As many as 100 armed militia members seized control of a Fish and Wildlife Services building in a remote part of eastern Oregon on Saturday and threatened to shoot law enforcement officers who attempt to kick them out.
Led by Ammon Bundy, the son of the Nevada rancher whose standoff with the Bureau of Land Management over cattle grazing fees made national headlines in 2015, the group took over the headquarters of Malheur National Wildlife Refugee shortly after a peaceful march in the nearby town of Burns. The militia’s latest cause celebre is that of Dwight and Stephen Hammond, father-son ranchers who face prison time under an anti-terrorism statute for setting fires on federal lands. Both Hammonds already served short sentences for the crime, but after they got out, they were re-sentenced to the mandatory minumum of five years.
In addition to freedom for the Hammonds, the Bundy group is demanding that the federal government give up control of nearby Malheur National Forest.

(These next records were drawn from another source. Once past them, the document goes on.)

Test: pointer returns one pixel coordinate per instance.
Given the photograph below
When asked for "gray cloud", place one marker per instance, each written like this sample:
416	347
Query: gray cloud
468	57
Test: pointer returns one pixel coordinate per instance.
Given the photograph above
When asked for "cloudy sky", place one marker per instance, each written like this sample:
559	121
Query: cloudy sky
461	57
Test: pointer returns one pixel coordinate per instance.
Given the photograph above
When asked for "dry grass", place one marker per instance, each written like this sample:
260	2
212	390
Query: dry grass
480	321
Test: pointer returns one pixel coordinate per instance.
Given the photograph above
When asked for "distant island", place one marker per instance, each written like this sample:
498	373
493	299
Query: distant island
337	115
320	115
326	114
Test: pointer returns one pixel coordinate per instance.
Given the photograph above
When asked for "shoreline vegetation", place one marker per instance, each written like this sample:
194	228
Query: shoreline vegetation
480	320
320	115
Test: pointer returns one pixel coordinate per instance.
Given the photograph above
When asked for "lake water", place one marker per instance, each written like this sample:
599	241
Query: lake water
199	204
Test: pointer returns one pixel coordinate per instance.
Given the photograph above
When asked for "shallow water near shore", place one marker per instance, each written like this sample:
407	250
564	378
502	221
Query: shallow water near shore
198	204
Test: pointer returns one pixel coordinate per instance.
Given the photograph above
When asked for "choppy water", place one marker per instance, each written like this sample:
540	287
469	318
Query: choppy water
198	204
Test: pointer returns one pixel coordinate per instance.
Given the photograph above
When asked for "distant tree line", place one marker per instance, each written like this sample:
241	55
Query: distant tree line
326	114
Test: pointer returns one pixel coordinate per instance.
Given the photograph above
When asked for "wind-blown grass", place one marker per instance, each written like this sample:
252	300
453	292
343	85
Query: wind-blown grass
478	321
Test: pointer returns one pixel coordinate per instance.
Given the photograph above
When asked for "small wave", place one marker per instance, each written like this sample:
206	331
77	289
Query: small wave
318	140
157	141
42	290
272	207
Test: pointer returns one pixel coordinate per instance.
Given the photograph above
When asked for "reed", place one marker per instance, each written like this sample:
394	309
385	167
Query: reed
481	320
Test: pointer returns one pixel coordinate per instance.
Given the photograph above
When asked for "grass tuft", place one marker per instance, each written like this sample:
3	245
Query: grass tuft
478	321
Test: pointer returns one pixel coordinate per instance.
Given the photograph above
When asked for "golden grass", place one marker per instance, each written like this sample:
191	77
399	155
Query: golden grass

The Malheur occupation is only the latest in a long line of armed confrontations between conservative land rights activists and the federal government on public lands. But the clearest historical precedent for Saturday’s takeover came in 1966, when Alianza Federal de Mercedes, a group founded by Chicano land rights activist Reies Lopes Tijerina, occupied a part of Carson National Forest north of Santa Fe and declared it New Pueblo Republic of San Joaquin del Rio de Chama. They even arrested two Forest Rangers who come to confront them, and charged them with trespassing. Tijerina’s occupation lasted all of one day. Ammon Bundy told the Oregonian on Saturday that his group might hold their position for years.